Прямых влияний не было. Вообще Матвеева, как и Долина, из всех томов лирики Маршака больше всего любила третий, то есть переводческий. Я думаю, что Бернс не влиял напрямую, но тоску вы упомянули правильно. Несмотря на такую декларированную радость, подкрепленную алкоголизмом, Бернс, конечно, поэт тоски. Есть даже такой термин – «шотландская тоска», как древнерусская тоска. «Шотландская тоска» – это такая тоска вересковых полей.
Ее глупо было бы сводить к национальным или социальным причинам. Еще глупее – к биологическим, к таким похмельным. Любой, кто бывал в Шотландии; любой, кто читал шотландскую поэзию, знают эту тоску туманных полей вересковых. Ведь и Стивенсон шотландец, и баллада про вересковый мед – это шотландская легенда.
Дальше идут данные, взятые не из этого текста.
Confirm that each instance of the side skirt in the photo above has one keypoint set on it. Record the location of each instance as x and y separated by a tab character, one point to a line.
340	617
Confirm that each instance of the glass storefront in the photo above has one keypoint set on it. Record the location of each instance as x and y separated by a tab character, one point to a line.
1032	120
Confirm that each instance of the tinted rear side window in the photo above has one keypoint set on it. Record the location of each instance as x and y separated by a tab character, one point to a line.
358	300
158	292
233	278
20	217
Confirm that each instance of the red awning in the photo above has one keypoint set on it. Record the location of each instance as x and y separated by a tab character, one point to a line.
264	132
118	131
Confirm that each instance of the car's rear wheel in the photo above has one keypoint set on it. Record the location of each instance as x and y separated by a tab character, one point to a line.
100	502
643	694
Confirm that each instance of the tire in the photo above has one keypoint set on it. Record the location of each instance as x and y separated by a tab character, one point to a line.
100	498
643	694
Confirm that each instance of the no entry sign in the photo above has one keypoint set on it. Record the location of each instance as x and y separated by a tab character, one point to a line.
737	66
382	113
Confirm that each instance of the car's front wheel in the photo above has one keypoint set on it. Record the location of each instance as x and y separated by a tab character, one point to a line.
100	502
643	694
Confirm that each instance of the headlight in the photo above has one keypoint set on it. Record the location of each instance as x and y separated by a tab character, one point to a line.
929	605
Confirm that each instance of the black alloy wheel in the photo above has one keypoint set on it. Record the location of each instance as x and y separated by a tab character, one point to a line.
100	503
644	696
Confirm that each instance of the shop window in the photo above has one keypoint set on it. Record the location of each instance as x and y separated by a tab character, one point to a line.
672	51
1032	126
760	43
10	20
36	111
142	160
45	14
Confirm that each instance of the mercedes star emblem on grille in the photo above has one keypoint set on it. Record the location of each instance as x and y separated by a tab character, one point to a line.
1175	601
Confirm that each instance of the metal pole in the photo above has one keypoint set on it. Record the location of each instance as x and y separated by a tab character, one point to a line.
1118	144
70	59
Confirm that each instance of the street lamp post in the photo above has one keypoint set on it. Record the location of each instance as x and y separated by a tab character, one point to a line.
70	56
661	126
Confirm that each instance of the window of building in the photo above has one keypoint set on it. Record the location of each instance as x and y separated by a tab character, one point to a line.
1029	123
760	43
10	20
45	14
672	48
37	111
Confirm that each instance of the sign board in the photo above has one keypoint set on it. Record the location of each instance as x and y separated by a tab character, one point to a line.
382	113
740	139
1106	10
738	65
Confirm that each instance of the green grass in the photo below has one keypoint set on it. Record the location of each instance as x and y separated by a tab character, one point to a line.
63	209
Это совсем не та боевитая сепаратистская Шотландия. Шотландия – это тихая, робкая грусть. Отчасти, конечно, это, может быть, детерминировано пейзажем, а отчасти – это какое-то самоощущение отдельной жизни внутри большой империи. Шотландия ведь очень отдельна, все-таки. Она совсем другая. Шотландский характер своей готичностью напоминает белорусский, вот эти болота и поля, где страх властвует безраздельно.
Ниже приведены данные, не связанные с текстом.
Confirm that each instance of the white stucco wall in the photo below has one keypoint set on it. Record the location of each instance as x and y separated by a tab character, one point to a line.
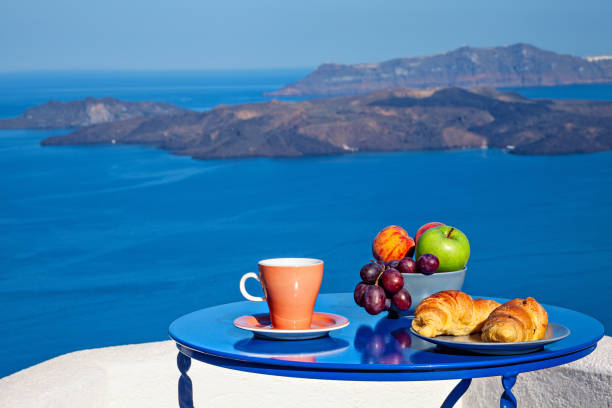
145	375
585	383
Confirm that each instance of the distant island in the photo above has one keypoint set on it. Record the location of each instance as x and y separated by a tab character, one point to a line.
89	111
510	66
389	120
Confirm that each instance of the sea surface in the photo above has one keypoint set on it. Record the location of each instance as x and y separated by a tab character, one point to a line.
107	245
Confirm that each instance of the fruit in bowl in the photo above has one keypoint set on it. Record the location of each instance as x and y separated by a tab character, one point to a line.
397	283
392	243
448	244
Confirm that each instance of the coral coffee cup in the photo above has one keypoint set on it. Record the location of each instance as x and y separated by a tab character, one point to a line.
290	286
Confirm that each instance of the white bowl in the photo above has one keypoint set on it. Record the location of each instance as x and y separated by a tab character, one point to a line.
421	286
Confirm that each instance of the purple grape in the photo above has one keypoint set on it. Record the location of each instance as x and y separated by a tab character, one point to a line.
369	272
392	264
428	264
392	280
402	300
374	299
359	292
407	265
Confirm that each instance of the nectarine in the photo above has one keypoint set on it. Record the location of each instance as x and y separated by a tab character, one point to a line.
392	243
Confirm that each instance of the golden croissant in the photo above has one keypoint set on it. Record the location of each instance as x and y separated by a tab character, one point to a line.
451	312
516	320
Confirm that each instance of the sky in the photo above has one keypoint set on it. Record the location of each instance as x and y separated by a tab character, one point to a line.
251	34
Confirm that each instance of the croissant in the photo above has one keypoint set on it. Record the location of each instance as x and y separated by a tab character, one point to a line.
516	320
451	312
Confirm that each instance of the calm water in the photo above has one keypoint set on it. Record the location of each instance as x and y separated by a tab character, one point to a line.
107	245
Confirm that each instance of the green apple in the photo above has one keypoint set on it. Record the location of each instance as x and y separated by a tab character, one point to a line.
447	243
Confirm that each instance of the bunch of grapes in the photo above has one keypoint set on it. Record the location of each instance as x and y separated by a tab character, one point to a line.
382	283
381	287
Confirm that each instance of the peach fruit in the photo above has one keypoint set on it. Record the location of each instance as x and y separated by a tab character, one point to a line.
392	243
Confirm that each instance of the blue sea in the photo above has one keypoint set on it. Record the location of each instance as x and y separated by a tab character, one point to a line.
107	245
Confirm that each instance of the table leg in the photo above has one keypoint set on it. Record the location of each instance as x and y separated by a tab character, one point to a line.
185	388
456	393
508	400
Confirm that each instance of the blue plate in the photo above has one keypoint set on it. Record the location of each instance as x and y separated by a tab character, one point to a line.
473	344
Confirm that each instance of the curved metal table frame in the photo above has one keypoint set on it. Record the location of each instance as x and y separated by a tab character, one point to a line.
508	369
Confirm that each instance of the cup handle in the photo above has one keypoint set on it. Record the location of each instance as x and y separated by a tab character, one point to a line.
243	288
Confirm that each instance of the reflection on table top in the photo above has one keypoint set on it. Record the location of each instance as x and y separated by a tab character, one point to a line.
368	343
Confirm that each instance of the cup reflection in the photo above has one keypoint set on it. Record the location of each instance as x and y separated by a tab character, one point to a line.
302	351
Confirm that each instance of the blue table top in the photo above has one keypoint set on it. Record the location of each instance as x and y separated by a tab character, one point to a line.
368	343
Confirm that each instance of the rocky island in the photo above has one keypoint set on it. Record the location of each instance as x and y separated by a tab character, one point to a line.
89	111
510	66
389	120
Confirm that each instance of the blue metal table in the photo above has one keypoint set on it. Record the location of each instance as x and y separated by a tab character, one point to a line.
371	348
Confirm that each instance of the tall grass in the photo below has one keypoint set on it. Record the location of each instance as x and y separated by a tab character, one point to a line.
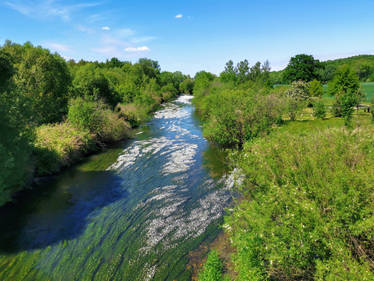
308	206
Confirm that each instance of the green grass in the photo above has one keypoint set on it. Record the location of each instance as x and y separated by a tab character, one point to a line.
367	87
306	210
368	90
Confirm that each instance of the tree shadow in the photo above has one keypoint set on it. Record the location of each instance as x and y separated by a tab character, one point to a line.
56	210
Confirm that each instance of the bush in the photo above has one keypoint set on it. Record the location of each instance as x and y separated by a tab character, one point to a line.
15	165
59	145
85	115
237	116
213	268
319	110
96	118
132	113
315	89
307	207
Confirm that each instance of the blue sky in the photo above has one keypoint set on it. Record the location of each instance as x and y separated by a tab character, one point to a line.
192	35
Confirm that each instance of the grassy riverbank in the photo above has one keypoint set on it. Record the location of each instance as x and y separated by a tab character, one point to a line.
306	195
55	112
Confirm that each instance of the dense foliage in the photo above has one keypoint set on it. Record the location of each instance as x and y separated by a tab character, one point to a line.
308	207
213	268
52	112
237	106
362	65
301	67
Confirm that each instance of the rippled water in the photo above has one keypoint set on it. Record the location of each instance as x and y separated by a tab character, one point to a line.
131	213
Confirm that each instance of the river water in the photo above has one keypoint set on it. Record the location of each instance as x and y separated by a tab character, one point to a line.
133	212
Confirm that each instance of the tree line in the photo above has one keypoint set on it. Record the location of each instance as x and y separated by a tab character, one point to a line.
305	210
53	111
306	67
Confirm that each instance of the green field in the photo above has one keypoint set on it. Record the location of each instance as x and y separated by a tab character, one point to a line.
367	87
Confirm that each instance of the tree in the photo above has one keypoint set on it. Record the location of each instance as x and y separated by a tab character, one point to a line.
301	67
187	86
364	72
43	78
15	151
315	89
346	88
298	95
319	110
90	83
213	268
242	70
345	80
229	74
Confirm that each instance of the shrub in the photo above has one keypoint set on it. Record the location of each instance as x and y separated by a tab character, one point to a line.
307	207
319	110
85	115
236	116
315	89
298	95
99	120
59	145
213	268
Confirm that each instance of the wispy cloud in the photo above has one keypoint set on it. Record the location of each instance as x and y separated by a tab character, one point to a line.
137	40
137	49
47	8
57	47
124	32
83	28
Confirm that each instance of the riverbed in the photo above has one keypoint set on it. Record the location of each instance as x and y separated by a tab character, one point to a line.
133	212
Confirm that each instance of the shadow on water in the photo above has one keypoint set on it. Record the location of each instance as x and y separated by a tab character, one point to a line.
57	210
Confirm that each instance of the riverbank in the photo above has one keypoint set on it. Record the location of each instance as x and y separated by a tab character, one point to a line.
129	213
59	146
Роберт Бернс – это поэт не столько радости и застолья, сколько это поэт меланхолический. Как ни странно, главная причина меланхолии – это возраст, он очень боялся старости. И старость – это одна из тем его песен, его лирики. С одной стороны, он любит родную старину («Auld Lang Syne»), но при этом тоска по молодости начинается чуть ли не с 18 лет, как и у всякого романтического поэта. Бернс – это в некотором смысле страх перед временем, страх за бренность всеобщую. Ну вот как в его стихотворении «Полевой мыши, чье гнездо разорено моим плугом». Бернс действительно очень остро ощущает преходящесть силы, славы, удачи. Он не политический поэт, вот это очень важно. Он – поэт жизни, а мирная жизнь, жизнь тихая – довольно печальное занятие. Это время иссякания, деградация, оскудения. Вот это у Бернса очень чувствуется, даже в «Веселых нищих». Пожалуй, в «Веселых нищих» с особенной остротой. Это такая прелестная кантата.